Being asked to commemorate the life’s work of someone is in and of itself, for me, a tremendous honour. Being asked to commemorate the life’s work of THREE incredible women, whose hard work and dedication to our community has been nothing short of invaluable - Humbling.

Thank you Nancy, for these incredible requests. It’s been such an honour to bring these to life.

  • Lee Makovichuk: Listening with the Owl’s Eyes


    ”The Great Horned Owl, a nocturnal sentinel and chosen as our provincial bird by Alberta’s children, brings forward the symbolism of perceptiveness, patience, and embodied wisdom. Its wide-set gaze and capacity to see through darkness mirror Lee’s ability to stay with complexity and ambiguity - those dimly lit pedagogical spaces that defy immediate clarity but teem with generative potential. The owl does not hurry; it hovers in stillness, waiting for he right moment to move. This echoes Lee’s approach to pedagogical leadership: slow, intentional, and exquisitely attuned to the textures of practice.”
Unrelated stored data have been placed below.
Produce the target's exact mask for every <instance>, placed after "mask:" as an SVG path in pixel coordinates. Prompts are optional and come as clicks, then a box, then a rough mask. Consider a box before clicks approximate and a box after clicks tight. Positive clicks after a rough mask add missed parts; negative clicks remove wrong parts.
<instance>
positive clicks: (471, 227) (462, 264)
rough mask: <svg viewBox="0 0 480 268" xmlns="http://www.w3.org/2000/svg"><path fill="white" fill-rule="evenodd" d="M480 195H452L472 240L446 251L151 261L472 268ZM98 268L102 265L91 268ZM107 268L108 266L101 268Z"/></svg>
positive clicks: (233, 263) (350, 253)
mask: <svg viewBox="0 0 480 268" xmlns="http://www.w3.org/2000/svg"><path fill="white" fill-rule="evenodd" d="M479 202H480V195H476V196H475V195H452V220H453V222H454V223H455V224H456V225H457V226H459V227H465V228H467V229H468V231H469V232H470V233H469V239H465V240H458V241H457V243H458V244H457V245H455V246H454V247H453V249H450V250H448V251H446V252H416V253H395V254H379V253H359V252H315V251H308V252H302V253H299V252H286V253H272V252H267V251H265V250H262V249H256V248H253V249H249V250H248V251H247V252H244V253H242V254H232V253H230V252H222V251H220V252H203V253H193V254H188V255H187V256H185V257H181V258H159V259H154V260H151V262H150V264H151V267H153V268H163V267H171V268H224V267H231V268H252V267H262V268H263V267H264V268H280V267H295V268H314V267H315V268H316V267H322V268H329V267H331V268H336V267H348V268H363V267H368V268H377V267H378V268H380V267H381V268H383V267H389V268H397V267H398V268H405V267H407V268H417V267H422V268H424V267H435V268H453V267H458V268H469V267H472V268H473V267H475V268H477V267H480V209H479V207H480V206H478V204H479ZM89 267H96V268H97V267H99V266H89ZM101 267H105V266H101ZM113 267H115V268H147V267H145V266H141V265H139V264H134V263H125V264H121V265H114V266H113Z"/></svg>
    Nancy Thomas (Associate Professor)

  • Tricia Lirette: A Legacy of Compassion, Community, and Connection

    ”Blue Jays are fiercely loyal to their communities and attentive to their kin, not from a place of control but of mutual care and interdependence. Tricia’s compassion for families and her re-conceptualization of their image in ELCC discourse foregrounded them not as recipients of services but as active, diverse, and capable participants in the lives of children and educators. Her approach asked us to see families not through institutional lenses, but as partners in co-creating meaning.”

    Nancy Thomas (Associate Professor)

  • Margaret Mykietyshyn: Poetics of Play, Practice, and the Possible

    ”The Tanager, often glimpsed in flashes, is a creature of both exuberance and transience. Its presence is a reminder of what resists capture, what sparkles in the in-between. Margaret’s understanding of play resonated deeply with this” play not as preparation, but as presence; not as rehearsal, but as a way of living ethically and creatively with others. She refused to reduce play to outcomes and instead positioned it as a generative space where children, educators, and materials engage in mutual invention.”